建て替えにはない、リノベーションの価値。

「同じ30坪の家とは思えない。」
戸建リノベーションを専門事業化するコンサルテイングをするようになって、私はこのような発言をすることが増えた。
それは、リノベーションモデルハウスを見たときに私がよく言っている。
「このモデルハウスは隣のお家と比べても同じ30坪のお家とはまったく見えないですね。」といったように。リノベモデルハウスの建物の方がボリュームが感じられ、大きく見えるのだ。
私はこれまで新築戸建ての業績を伸ばすコンサルテイングを長くしていたので、新築モデルハウスや分譲戸建ては数多く見てきた。ただ、正直なことを言うと、似た建物が多い。特に、建売分譲やローコスト系の建物となると、室内に入ったときの印象はどの建物もほとんど同じである。
なぜかと言うと、総2階の建物が多くなるからだ。30坪くらいまでの大きさで総2階となると、室内の間取りはどうしても似たものになる。70㎡未満のファミリー向け新築マンションの間取りがどこも似たものになるのと同じ理由だ。
ところが、戸建でも古い建物は違う。今では新築戸建は総2階の建物が多いが、昔は違った。
1階が大きく、2階は小さいスタイルの戸建てが多くあった。
地方へ行き、築30年以上となると多くのお家がこのような建物になる。総2階のお家に出会うことの方が少ない。当然、戸建リノベのモデルハウスも築30年以上となる場合が多いので、1階が大きく、2階は小さい建物になる。
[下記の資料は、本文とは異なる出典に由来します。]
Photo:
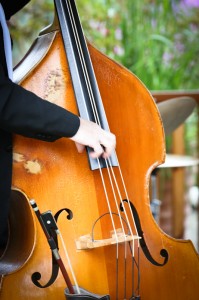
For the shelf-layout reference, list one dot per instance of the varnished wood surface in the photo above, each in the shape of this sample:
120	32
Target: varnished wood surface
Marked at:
56	176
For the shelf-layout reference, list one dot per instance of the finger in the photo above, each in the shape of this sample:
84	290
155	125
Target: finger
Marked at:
80	147
97	151
109	147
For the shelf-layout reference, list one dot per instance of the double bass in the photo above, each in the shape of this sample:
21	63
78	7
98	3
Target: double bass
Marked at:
116	249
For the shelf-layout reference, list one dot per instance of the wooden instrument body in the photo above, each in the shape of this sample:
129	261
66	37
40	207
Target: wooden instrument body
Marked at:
56	176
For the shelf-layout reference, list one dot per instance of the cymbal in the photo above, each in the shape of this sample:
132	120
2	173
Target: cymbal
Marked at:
175	111
175	161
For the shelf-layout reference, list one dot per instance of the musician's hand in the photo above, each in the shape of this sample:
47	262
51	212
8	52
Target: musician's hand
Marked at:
90	134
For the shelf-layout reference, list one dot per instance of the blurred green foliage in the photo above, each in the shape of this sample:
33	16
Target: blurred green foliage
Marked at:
156	39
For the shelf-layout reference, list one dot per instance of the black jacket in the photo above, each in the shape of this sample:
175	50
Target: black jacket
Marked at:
24	113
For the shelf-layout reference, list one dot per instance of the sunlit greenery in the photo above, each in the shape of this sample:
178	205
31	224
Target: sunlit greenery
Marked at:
156	39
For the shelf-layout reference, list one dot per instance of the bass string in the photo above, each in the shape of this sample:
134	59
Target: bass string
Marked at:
107	161
96	116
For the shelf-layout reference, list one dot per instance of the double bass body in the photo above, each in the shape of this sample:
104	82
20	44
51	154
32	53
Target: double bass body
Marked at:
57	177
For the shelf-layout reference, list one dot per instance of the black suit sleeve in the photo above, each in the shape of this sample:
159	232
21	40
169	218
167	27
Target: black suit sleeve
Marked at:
24	113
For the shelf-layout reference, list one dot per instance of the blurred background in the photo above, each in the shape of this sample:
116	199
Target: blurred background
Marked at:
158	40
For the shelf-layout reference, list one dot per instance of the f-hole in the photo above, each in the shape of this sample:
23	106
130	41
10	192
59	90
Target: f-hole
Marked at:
22	234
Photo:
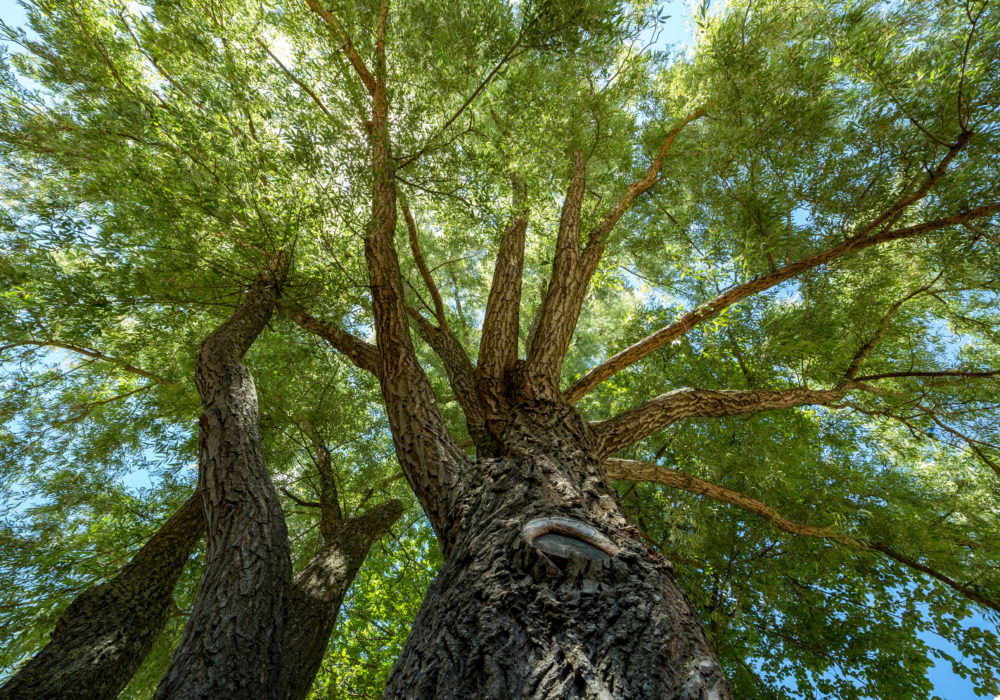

このような建物をフルリノベーションすると、本当にまるで新築のようになるのだが、その建物を完成後に見ると私がこれまで多く見てきた新築戸建てモデルハウスと同じ大きさとは思えないのだ。
同じ30坪でも、もっと大きく見える。その分、お家が立派に見える。風格もあるように感じる。
そして、これは外観から見た時の印象ではなく、中に入ったときも総2階のお家では感じられないものがある。1階が広いのだ。そのためLDKに広い空間を作ることができる。
古いお家を持つお客様のなかには建て替えかリノベーションかで、どちらにしようかと考えるケースが多いが、新築に建て替えたお家が総2階になると、同じ大きさの建物であっても、小さく感じるはず。
それは生活の中心となるLDKが狭くなっているから。
フルリノベーションにはこのようなメリットや特徴がある。まだ、これに気づいている人は少ないと思う。
ただ、残念なのは古いお家のすべてがリノベーションできる訳ではないということ。耐震性やコスト面の診断が必要。その結果、リノベーションをするのは難しいという判断になることもある。
選ばれたお家でなければリノベーションはできない。
その判断は信頼できる会社に任せることから始まる。